We sped through the streets, not slowing, not stopping, weaving in and out of the Sunday evening drivers until Javier thought we were far enough away. He pulled the Jeep down a lonely road and parked it with a lurch.

A heavy minute passed as the rain started falling again. With no roof above our heads, all three of us were soaked thoroughly. We sat there breathing, me between them, trying to find some sense in this ever growing mess.

“What happened?” I asked. “My mother … why was my mother there?”

I looked at Camden who was looking at Javier. I turned to look at Javier.

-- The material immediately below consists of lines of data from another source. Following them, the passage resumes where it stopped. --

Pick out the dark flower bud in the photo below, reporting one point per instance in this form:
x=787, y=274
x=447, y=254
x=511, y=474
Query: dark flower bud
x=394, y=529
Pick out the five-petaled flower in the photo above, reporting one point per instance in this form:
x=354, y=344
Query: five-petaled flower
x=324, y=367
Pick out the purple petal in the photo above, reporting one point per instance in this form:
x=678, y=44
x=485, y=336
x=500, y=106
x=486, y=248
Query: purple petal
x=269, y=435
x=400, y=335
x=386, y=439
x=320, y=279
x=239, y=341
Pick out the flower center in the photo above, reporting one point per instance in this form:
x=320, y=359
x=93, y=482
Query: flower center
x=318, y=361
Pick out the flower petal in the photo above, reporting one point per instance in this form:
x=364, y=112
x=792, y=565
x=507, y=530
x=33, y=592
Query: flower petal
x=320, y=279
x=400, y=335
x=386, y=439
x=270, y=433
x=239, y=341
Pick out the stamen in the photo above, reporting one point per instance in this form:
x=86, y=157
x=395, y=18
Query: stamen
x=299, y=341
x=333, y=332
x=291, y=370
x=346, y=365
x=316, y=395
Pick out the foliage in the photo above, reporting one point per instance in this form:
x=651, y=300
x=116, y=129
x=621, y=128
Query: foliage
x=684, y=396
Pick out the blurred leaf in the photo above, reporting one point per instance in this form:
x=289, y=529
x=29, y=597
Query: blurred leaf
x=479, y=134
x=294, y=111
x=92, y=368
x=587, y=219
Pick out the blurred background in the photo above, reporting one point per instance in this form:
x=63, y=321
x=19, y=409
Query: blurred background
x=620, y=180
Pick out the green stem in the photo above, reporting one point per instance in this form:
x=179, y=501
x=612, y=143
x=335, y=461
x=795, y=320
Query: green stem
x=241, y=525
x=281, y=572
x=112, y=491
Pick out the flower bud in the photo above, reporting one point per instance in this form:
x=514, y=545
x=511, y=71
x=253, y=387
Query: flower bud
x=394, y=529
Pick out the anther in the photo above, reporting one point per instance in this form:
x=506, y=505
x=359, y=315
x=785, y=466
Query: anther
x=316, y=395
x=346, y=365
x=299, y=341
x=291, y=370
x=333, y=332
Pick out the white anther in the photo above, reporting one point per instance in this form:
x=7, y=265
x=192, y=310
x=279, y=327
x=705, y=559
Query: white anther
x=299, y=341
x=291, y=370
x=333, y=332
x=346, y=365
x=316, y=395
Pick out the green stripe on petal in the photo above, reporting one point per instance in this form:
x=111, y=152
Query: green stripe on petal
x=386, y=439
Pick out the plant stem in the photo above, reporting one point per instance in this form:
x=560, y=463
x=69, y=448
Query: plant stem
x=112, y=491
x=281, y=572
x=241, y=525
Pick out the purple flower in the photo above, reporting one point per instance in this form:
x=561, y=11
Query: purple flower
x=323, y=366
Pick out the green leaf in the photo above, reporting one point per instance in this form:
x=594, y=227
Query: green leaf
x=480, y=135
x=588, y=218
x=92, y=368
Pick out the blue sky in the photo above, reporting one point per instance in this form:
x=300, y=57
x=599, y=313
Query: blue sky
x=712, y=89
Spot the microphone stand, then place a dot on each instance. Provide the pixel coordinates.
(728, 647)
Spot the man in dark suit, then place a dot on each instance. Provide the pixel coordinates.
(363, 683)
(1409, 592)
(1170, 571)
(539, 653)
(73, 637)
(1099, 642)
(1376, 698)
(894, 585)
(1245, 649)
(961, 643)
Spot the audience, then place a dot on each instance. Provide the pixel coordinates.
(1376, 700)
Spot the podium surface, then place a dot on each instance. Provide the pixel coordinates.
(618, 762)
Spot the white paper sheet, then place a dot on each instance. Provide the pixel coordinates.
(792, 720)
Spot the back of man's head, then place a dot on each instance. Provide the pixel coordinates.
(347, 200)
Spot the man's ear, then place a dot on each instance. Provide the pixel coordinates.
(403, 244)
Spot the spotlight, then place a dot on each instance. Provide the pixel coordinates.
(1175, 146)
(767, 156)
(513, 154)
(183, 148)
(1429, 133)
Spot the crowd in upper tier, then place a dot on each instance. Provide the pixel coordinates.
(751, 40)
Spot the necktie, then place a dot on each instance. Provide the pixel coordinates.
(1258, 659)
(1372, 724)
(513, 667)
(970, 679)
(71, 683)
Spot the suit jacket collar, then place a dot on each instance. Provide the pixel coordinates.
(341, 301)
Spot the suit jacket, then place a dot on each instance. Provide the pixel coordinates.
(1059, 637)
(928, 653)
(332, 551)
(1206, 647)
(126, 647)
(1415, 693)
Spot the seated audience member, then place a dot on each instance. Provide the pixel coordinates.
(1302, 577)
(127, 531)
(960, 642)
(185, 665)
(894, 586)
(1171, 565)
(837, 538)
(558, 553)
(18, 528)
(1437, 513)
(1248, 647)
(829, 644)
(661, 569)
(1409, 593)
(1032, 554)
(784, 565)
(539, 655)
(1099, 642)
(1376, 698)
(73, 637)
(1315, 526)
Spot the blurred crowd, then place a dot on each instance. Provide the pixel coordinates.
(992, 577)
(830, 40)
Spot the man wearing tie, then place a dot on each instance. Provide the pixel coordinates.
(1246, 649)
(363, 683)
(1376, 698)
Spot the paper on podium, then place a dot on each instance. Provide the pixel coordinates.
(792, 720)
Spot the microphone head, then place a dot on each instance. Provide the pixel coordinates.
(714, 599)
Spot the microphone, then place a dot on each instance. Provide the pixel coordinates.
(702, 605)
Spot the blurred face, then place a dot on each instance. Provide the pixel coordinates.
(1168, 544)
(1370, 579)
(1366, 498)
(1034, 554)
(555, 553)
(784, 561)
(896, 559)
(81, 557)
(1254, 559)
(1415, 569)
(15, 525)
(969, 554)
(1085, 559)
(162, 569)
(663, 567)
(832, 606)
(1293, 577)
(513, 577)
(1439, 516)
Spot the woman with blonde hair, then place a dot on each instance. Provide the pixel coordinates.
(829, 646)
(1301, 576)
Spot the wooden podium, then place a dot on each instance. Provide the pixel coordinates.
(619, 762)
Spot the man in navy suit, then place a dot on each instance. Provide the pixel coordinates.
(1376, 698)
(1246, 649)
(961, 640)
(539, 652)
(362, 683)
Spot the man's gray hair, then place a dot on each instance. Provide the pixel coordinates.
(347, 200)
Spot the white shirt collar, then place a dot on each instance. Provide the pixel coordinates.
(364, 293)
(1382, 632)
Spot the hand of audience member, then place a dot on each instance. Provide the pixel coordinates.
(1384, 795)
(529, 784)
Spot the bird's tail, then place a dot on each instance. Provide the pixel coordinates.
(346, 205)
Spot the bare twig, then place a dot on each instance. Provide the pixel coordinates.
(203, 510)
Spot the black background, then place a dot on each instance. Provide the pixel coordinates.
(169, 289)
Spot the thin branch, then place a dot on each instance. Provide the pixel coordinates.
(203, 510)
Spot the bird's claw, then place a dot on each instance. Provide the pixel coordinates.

“Why was she there? You wanted me to kill my parents? I don’t understand.”

He stared right back at me and I realized how many secrets the man had been keeping from me. “Your parents were never any good.”

I felt the sting even though I knew the truth. “I still don’t understand.”

“Your parents used to work for Javier. And then they switched and went to Travis,” Camden filled in over my head.

“Fuck you, you pansy,” Javier sneered. “What the fuck do you know about anything?”

“I know this pansy beat your fucking ass, American style,” he shot back.

Shit, there was going to be more bloodshed if I didn’t stop this.

“You guys!” I yelled. “Where is Gus?”

“I left him with Javier,” Camden said, his face falling. “He was shot. He was alive when I left him.”